Ukrainian President Volodymyr Zelenskyy welcomed the assistance in a post on X, formerly Twitter. He said that continued financial help from the EU would strengthen Ukraine’s long-term economic stability, “which is no less important than military assistance and sanctions pressure on Russia.”
His country could receive the first tranche of money as soon as March, once the European Parliament has endorsed the deal.
That Hungary lifted its veto, and so quickly, came as a surprise.
Hungarian Prime Minister Viktor Orbán, the EU leader with the closest ties to Russia, raised staunch objections to the financial aid in December and blocked its adoption. He threatened to do the same in recent days.
The populist leader’s government has been in a dispute with the European Commission, the EU’s executive branch, over Hungary’s alleged democratic backsliding. Some of his country’s own funding was withheld as a result.
Asked what Orban was offered in exchange for lifting his veto, French President Emmanuel Macron said Hungary “didn’t receive a gift. It simply got the guarantee that the approach toward it will not be discriminatory.″
EU Membership for Ukraine
In December, the 26 other EU leaders agreed that the $54 billion package would run from 2024 through 2027. They also agreed to make Ukraine a candidate for EU membership, which Orbán reluctantly accepted.
But the aid package was part of a review of the EU’s continuing seven-year budget, which requires unanimous approval.
A few leaders, including Michel, German Chancellor Olaf Scholz and Dutch Prime Minister Mark Rutte, met with Orbán on the eve of the summit to test ideas for overcoming his veto. Diplomats then worked late into the night on the final wording of the agreement. The breakthrough came at another small-group meeting early Thursday.
A senior EU official said the last-minute consultations in small groups helped to seal a common position and made Orban understand he was isolated. The official with direct knowledge of discussions asked not to be identified per EU practices.
To help assuage Orbán, the leaders agreed that the commission would review the budget in two years if deemed necessary. But such a review would not include an opportunity for a future veto.
Orbán cast the deal as a victory.
“Mission accomplished,” he trumpeted on X. “Hungary’s funds will not end up in Ukraine and we have a control mechanism at the end of the first and the second year.
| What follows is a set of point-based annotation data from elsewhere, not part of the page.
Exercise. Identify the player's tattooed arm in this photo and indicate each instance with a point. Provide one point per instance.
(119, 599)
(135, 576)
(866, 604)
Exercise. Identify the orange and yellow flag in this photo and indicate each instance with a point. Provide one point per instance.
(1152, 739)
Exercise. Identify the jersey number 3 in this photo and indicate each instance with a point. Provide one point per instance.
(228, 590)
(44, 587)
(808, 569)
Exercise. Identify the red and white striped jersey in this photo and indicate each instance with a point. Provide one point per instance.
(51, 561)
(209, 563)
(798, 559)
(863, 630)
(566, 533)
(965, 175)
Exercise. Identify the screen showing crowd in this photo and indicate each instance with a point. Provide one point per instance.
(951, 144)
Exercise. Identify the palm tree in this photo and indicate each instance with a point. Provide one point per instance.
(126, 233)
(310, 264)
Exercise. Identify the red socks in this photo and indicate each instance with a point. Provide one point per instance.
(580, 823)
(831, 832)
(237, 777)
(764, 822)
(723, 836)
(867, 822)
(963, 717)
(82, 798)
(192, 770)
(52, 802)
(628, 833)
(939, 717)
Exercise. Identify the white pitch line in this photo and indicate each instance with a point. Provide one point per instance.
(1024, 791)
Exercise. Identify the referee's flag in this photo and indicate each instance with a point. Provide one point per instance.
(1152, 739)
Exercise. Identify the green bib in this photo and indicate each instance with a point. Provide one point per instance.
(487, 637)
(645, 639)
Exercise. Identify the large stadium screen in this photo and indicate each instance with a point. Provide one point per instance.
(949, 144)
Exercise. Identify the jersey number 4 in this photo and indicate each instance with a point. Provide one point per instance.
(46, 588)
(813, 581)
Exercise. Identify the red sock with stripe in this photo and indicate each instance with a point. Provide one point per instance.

Our position on the war in Ukraine remains unchanged: we need a ceasefire and peace talks.”
Orbán’s Controversial Stance
On the way into their meeting, some leaders lashed out at Orbán, accusing him of blackmail and playing political games. The tensions come amid mounting concern that public support for pouring more money into Ukraine has started to wane, even though a Russian victory could threaten security across Europe.
“There is no problem with the so-called Ukraine fatigue issue. We have Orbán fatigue now in Brussels,” Polish Prime Minister Donald Tusk told reporters. “I can’t understand. I can’t accept this very strange and very egoistic game of Viktor Orbán.”
Orbán is angry at the European Commission’s decision to freeze his government’s access to billions of euros in joint funding.
In response, Hungary has vetoed statements at the EU on a range of issues. Orbán exported the problem to NATO, by blocking high-level meetings with Ukraine until only recently. Budapest is also holding up Sweden’s bid for membership in the trans-Atlantic military alliance.
“I don’t want to use the word blackmail, but I don’t know what other better word” might fit, Estonian Prime Minister Kaja Kallas told reporters as she arrived at EU headquarters.
“Hungary needs Europe,” she said, highlighting the country’s own economic problems and high interest rates. “He should also look into what is in it for Hungary, being in Europe.”
Tusk insisted that there could be “no room for compromise on our principles, like rule of law. And for sure there is no room for compromise on the Ukraine question.”
The recently elected Polish leader added of Orbán: “If his position will dominate in Europe, then Ukraine will lose for sure.”